Hong Kong politicians are gradually realizing the potential of e-politics. The campaign blogs of Alan Leong versus those of Donald Tsang in the Chief Executive election last March created much excitement in the still immature political blogosphere. The new media will most likely make a larger presence in upcoming elections this year and in 2008. Other political usage of the new media is also emerging in the civil society.
Technologically ready but …
Hong Kong has one of the best information-technology infrastructures in the world. Its educated population readily accepts new communications technology and has affordable access to the Internet and mobile networks. In fact, information technology is already part of the American and Hong Kong ways of life. Internet penetration rates in the US and Hong Kong were over 69%, ranking as the world’s eighth and ninth respectively. Hong Kong has even more impressive penetration rates in broadband and mobile networks. The household broadband penetration rate (over 66%) ranks higher than that of the US. On average, each Hong Kong citizen holds more than one mobile phone (at a subscription rate of over 120%) whereas the subscription rate in the US is around 70%.

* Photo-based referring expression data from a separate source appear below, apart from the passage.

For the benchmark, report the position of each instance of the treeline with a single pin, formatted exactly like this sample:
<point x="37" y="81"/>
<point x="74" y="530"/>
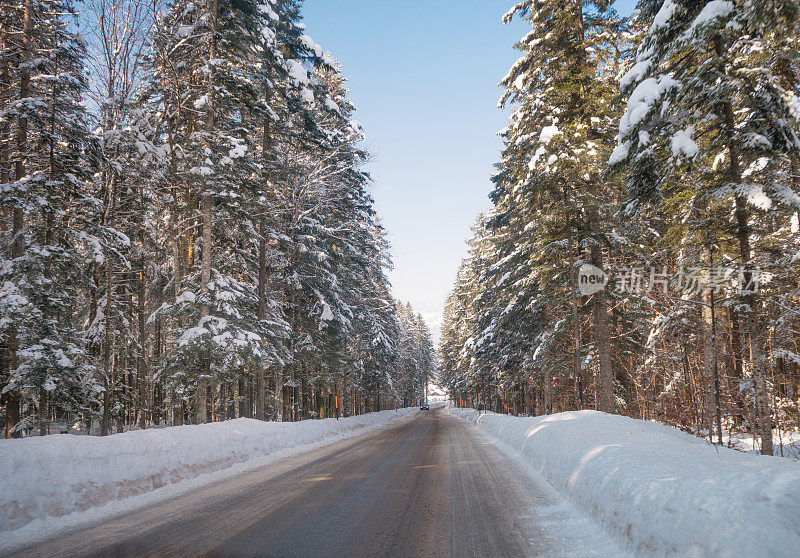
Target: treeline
<point x="186" y="233"/>
<point x="662" y="149"/>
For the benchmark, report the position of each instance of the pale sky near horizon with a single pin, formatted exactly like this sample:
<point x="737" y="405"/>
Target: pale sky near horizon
<point x="423" y="76"/>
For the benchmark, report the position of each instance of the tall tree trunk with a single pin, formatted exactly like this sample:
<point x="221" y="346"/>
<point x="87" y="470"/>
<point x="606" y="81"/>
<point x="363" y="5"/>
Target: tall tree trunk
<point x="605" y="379"/>
<point x="756" y="328"/>
<point x="12" y="397"/>
<point x="206" y="210"/>
<point x="141" y="364"/>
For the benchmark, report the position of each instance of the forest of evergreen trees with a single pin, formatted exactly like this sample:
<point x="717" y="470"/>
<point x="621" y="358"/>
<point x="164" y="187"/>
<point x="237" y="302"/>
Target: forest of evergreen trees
<point x="664" y="150"/>
<point x="186" y="234"/>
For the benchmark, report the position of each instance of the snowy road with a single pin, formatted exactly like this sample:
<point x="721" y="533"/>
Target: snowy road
<point x="429" y="486"/>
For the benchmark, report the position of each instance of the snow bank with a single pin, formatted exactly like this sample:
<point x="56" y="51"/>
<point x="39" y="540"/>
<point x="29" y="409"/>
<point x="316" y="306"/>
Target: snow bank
<point x="56" y="475"/>
<point x="663" y="491"/>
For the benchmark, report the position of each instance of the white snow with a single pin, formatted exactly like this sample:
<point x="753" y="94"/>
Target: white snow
<point x="297" y="72"/>
<point x="662" y="491"/>
<point x="642" y="99"/>
<point x="548" y="133"/>
<point x="664" y="15"/>
<point x="46" y="478"/>
<point x="713" y="10"/>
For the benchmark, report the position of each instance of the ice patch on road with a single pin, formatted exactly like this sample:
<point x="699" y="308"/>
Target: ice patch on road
<point x="662" y="491"/>
<point x="54" y="483"/>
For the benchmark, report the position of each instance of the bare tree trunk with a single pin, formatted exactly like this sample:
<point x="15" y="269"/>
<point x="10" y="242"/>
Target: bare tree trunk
<point x="708" y="367"/>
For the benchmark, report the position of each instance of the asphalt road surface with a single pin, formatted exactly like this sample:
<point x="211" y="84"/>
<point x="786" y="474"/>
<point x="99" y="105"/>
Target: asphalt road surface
<point x="428" y="486"/>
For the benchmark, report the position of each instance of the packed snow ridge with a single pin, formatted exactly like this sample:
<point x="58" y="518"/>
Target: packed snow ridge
<point x="660" y="490"/>
<point x="48" y="477"/>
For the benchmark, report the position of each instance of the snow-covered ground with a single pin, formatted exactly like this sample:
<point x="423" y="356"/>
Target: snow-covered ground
<point x="660" y="490"/>
<point x="55" y="481"/>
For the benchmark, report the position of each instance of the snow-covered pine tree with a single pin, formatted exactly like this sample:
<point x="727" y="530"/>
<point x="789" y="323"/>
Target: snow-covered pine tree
<point x="48" y="159"/>
<point x="202" y="87"/>
<point x="709" y="134"/>
<point x="550" y="183"/>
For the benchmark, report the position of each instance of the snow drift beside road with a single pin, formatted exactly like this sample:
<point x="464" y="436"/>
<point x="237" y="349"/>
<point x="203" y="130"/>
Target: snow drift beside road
<point x="56" y="475"/>
<point x="664" y="491"/>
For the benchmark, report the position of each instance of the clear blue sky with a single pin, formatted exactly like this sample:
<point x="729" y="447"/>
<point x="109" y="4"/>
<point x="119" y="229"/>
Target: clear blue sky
<point x="423" y="76"/>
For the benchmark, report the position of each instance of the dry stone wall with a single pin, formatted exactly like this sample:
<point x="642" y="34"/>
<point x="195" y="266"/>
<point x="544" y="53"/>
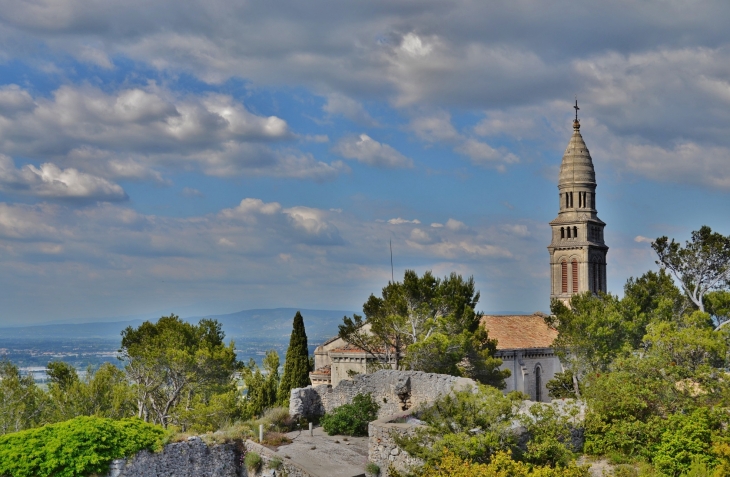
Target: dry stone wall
<point x="394" y="391"/>
<point x="193" y="458"/>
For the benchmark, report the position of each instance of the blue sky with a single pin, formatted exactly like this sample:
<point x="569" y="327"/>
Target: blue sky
<point x="208" y="157"/>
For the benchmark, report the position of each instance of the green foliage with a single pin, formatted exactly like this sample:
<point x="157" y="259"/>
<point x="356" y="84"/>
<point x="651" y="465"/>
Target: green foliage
<point x="701" y="266"/>
<point x="22" y="403"/>
<point x="561" y="386"/>
<point x="592" y="332"/>
<point x="471" y="425"/>
<point x="296" y="363"/>
<point x="178" y="368"/>
<point x="372" y="468"/>
<point x="262" y="385"/>
<point x="275" y="463"/>
<point x="105" y="392"/>
<point x="427" y="324"/>
<point x="550" y="436"/>
<point x="351" y="419"/>
<point x="500" y="465"/>
<point x="75" y="448"/>
<point x="253" y="461"/>
<point x="687" y="439"/>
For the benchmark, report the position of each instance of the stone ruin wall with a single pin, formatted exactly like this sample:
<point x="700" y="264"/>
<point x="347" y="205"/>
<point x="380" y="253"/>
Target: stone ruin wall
<point x="194" y="458"/>
<point x="394" y="391"/>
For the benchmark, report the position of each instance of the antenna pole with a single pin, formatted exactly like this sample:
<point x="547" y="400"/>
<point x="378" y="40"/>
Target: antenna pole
<point x="392" y="275"/>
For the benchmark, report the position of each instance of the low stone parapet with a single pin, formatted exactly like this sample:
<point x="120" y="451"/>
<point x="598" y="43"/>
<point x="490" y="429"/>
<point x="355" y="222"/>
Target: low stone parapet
<point x="394" y="391"/>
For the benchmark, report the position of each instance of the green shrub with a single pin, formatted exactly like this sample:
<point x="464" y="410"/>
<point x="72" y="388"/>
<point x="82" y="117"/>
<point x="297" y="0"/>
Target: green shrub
<point x="686" y="443"/>
<point x="275" y="463"/>
<point x="252" y="461"/>
<point x="279" y="419"/>
<point x="372" y="468"/>
<point x="75" y="448"/>
<point x="351" y="419"/>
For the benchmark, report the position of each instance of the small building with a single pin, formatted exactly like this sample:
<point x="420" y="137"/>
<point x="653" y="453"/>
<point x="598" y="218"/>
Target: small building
<point x="524" y="344"/>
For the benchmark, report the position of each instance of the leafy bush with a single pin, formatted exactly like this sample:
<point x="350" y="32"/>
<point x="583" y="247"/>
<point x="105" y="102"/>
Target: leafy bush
<point x="472" y="426"/>
<point x="686" y="443"/>
<point x="253" y="461"/>
<point x="351" y="419"/>
<point x="550" y="435"/>
<point x="372" y="468"/>
<point x="279" y="419"/>
<point x="275" y="463"/>
<point x="75" y="448"/>
<point x="500" y="465"/>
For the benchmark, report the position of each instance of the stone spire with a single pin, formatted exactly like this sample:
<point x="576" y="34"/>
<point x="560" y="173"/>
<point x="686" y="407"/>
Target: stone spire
<point x="577" y="250"/>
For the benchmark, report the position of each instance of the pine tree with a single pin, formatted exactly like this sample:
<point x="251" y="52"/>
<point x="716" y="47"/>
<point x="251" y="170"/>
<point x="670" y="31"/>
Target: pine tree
<point x="296" y="364"/>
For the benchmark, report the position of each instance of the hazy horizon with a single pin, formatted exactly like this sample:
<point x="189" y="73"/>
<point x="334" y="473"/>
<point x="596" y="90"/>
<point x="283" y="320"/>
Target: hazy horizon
<point x="229" y="156"/>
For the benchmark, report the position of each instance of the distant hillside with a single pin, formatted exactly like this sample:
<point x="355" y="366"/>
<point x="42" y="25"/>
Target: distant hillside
<point x="256" y="325"/>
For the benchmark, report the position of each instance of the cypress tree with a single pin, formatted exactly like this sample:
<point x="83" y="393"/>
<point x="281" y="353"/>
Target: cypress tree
<point x="296" y="364"/>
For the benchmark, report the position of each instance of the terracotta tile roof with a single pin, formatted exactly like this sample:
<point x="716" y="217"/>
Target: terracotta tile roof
<point x="519" y="331"/>
<point x="324" y="370"/>
<point x="347" y="349"/>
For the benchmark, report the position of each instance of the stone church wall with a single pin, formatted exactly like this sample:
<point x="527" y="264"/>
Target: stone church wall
<point x="523" y="365"/>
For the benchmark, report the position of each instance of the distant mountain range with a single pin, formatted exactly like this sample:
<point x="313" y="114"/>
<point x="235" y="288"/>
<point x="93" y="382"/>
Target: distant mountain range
<point x="254" y="325"/>
<point x="270" y="325"/>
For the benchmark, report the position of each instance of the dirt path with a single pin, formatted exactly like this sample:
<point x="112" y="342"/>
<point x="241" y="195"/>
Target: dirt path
<point x="326" y="456"/>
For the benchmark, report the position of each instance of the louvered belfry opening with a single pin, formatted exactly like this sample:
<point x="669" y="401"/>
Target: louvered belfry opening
<point x="577" y="249"/>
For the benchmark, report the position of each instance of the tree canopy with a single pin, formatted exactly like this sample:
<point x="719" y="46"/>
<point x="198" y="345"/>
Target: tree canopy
<point x="296" y="363"/>
<point x="427" y="324"/>
<point x="177" y="366"/>
<point x="701" y="266"/>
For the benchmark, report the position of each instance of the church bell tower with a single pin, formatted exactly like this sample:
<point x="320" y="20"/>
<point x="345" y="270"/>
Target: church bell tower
<point x="577" y="251"/>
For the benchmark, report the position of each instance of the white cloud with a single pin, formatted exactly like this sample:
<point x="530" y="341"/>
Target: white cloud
<point x="420" y="236"/>
<point x="455" y="225"/>
<point x="134" y="133"/>
<point x="519" y="230"/>
<point x="51" y="182"/>
<point x="400" y="221"/>
<point x="642" y="239"/>
<point x="482" y="153"/>
<point x="191" y="192"/>
<point x="371" y="152"/>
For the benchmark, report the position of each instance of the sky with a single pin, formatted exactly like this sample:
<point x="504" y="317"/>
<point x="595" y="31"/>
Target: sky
<point x="205" y="157"/>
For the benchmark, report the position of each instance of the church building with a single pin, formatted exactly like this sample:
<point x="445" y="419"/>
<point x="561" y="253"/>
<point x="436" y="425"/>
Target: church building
<point x="524" y="342"/>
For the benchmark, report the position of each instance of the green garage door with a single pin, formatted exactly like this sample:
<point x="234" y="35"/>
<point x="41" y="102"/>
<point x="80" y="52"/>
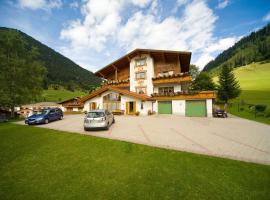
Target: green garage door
<point x="196" y="109"/>
<point x="165" y="107"/>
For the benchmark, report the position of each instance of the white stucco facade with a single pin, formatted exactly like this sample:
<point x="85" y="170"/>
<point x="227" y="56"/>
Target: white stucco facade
<point x="176" y="87"/>
<point x="148" y="68"/>
<point x="141" y="106"/>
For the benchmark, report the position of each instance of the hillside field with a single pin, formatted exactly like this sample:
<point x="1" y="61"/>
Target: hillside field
<point x="254" y="80"/>
<point x="60" y="95"/>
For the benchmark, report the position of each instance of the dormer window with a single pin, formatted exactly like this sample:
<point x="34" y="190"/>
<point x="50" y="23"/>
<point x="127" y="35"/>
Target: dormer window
<point x="140" y="62"/>
<point x="140" y="75"/>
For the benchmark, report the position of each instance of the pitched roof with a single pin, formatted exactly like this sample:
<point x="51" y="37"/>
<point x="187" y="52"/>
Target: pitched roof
<point x="184" y="57"/>
<point x="67" y="100"/>
<point x="115" y="89"/>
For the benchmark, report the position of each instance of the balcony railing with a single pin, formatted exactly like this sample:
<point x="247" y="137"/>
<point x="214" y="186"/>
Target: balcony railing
<point x="185" y="95"/>
<point x="122" y="83"/>
<point x="174" y="78"/>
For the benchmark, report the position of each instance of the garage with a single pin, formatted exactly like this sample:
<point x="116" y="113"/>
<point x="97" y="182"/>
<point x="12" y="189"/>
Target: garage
<point x="164" y="107"/>
<point x="196" y="108"/>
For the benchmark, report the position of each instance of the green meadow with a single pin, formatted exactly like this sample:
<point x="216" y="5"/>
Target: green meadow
<point x="39" y="163"/>
<point x="254" y="81"/>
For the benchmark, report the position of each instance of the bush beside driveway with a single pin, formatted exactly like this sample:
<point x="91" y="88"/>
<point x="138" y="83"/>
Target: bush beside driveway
<point x="38" y="163"/>
<point x="233" y="137"/>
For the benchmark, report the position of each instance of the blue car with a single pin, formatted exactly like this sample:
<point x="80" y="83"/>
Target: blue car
<point x="45" y="116"/>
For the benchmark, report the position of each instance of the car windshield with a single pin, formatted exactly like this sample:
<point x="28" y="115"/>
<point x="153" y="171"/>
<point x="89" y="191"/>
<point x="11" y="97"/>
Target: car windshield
<point x="95" y="114"/>
<point x="41" y="112"/>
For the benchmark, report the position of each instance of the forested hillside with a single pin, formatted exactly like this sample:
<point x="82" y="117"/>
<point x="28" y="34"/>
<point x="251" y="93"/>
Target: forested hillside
<point x="60" y="70"/>
<point x="252" y="48"/>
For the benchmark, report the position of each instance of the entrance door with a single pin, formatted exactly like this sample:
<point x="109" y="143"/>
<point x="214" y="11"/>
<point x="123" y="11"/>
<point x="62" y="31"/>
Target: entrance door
<point x="131" y="107"/>
<point x="93" y="105"/>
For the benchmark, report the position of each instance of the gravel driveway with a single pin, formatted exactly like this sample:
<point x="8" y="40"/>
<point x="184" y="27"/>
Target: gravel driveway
<point x="234" y="137"/>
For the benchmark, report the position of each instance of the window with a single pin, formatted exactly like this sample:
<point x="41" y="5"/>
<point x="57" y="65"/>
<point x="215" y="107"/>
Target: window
<point x="167" y="73"/>
<point x="141" y="62"/>
<point x="112" y="102"/>
<point x="141" y="90"/>
<point x="165" y="90"/>
<point x="140" y="75"/>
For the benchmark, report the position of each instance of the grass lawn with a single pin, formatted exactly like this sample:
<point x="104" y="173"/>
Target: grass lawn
<point x="37" y="163"/>
<point x="254" y="80"/>
<point x="60" y="95"/>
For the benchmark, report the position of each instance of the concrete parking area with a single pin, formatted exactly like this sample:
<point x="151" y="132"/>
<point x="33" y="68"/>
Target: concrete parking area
<point x="233" y="137"/>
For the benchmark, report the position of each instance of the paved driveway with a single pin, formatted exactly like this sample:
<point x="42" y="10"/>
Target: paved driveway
<point x="232" y="137"/>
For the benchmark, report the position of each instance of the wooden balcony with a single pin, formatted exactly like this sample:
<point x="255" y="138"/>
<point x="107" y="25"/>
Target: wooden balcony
<point x="185" y="95"/>
<point x="174" y="78"/>
<point x="117" y="83"/>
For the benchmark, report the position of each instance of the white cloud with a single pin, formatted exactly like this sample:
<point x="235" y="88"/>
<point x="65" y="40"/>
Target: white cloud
<point x="40" y="4"/>
<point x="266" y="17"/>
<point x="104" y="29"/>
<point x="223" y="4"/>
<point x="100" y="22"/>
<point x="141" y="3"/>
<point x="74" y="4"/>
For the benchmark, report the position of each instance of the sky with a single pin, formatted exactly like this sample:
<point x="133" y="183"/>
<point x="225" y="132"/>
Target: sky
<point x="94" y="33"/>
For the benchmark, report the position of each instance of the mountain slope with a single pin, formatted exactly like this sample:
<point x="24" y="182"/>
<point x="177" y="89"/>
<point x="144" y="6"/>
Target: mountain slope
<point x="61" y="70"/>
<point x="254" y="81"/>
<point x="252" y="48"/>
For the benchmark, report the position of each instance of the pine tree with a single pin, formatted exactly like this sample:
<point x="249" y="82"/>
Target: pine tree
<point x="228" y="87"/>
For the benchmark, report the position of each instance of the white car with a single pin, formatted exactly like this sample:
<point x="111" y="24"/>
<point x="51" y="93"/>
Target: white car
<point x="98" y="119"/>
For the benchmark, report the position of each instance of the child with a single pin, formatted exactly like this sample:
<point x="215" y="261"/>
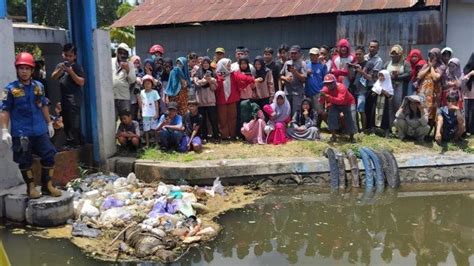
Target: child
<point x="450" y="122"/>
<point x="279" y="112"/>
<point x="128" y="132"/>
<point x="303" y="124"/>
<point x="192" y="124"/>
<point x="253" y="128"/>
<point x="383" y="88"/>
<point x="149" y="106"/>
<point x="170" y="128"/>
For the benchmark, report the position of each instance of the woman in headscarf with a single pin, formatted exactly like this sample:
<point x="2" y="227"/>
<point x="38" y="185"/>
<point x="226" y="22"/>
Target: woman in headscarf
<point x="399" y="71"/>
<point x="303" y="124"/>
<point x="416" y="61"/>
<point x="178" y="83"/>
<point x="452" y="82"/>
<point x="279" y="112"/>
<point x="206" y="85"/>
<point x="253" y="128"/>
<point x="264" y="86"/>
<point x="411" y="119"/>
<point x="430" y="79"/>
<point x="229" y="85"/>
<point x="340" y="66"/>
<point x="384" y="89"/>
<point x="468" y="94"/>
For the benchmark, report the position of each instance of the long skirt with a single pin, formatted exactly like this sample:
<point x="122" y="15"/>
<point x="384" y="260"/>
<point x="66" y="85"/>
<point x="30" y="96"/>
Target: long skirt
<point x="182" y="100"/>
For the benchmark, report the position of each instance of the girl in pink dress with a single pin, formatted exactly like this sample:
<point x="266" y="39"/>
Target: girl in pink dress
<point x="279" y="112"/>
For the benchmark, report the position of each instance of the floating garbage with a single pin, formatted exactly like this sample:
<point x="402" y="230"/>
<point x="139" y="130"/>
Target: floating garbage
<point x="127" y="217"/>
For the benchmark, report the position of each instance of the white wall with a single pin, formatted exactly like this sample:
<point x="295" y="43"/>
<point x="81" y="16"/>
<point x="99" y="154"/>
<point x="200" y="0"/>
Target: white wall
<point x="9" y="173"/>
<point x="104" y="95"/>
<point x="460" y="28"/>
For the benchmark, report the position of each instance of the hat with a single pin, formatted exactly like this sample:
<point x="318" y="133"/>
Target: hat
<point x="295" y="48"/>
<point x="329" y="78"/>
<point x="314" y="51"/>
<point x="173" y="105"/>
<point x="447" y="49"/>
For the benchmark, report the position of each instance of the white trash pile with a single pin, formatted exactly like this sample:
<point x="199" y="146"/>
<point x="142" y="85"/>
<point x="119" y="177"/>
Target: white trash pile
<point x="163" y="213"/>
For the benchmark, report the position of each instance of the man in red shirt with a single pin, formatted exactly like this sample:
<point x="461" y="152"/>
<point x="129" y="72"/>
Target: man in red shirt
<point x="338" y="100"/>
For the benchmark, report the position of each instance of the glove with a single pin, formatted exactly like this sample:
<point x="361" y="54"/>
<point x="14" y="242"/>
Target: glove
<point x="6" y="137"/>
<point x="50" y="129"/>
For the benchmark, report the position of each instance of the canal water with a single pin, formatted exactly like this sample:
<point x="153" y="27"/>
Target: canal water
<point x="302" y="226"/>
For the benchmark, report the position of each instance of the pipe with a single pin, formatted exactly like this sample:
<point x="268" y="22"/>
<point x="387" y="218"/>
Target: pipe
<point x="354" y="168"/>
<point x="379" y="175"/>
<point x="333" y="168"/>
<point x="369" y="174"/>
<point x="393" y="176"/>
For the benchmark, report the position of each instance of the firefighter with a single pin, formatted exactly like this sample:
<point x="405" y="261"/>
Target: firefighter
<point x="24" y="105"/>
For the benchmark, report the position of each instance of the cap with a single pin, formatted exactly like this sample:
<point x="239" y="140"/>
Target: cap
<point x="295" y="48"/>
<point x="173" y="105"/>
<point x="220" y="50"/>
<point x="329" y="78"/>
<point x="314" y="51"/>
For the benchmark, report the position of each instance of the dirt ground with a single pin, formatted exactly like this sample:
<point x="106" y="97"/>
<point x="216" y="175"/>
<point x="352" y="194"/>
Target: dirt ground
<point x="241" y="150"/>
<point x="101" y="248"/>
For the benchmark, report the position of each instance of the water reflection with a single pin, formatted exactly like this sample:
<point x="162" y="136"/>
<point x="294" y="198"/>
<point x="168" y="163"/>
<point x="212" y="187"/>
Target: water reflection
<point x="345" y="229"/>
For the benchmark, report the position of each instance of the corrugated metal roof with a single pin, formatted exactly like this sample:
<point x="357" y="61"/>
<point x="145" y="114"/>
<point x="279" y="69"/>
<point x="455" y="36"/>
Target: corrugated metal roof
<point x="163" y="12"/>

Despite the technological readiness, many aspects of cyberspace that already are a must in American political life do not exist yet in Hong Kong; these include a vibrant political blogosphere, Internet fund-raising, online volunteer recruitment and election campaign websites that allow interactivity with readers. Political and civil society leaders in Hong Kong seem slow to recognize, and sometimes hesitant to explore, the potentials of Internet power. Instead, the use of cyber-power gradually emerged from mobilization of mass protests against the HKSAR government in a bottom-up, grassroots-based and often spontaneous fashion.
Turning point in 2003
The turning point was no doubt the mass protest by more than half-a-million people on July 1, 2003, the commemoration day of the 1997 handover to China. The Internet was an “accidental hero” of that protest. In the spring of 2003, the vibrant city almost stood still behind surgical masks when the mysterious SARS epidemic, originating in China, broke out in Hong Kong. All classes in schools and universities were closed. Business activities were dramatically reduced. Many citizens, especially young people, stayed home and relied on the Internet for communication. The SARS outbreak was the calm before a political storm
Before SARS, a mass opposition campaign against the government’s national security bill was already in the making. Those unpopular legislative proposals were to implement Article 23 of the Basic Law to outlaw activities of subversion, succession, treason and political connection to foreign bodies, etc. The national security bill triggered Hong Kong citizens’ worst fears about losing freedoms, especially among middle-class professionals and educated people. The community detested the government’s method of bulldozing legislation to passage and for siding too often with pro-Beijing groups in debates. After SARS broke out, public campaigns against Article 23 became impossible. Campaigners delayed a planned protest to July 1, a few days before the 23 bill was expected to be passed by a pro-establishment majority in the legislature.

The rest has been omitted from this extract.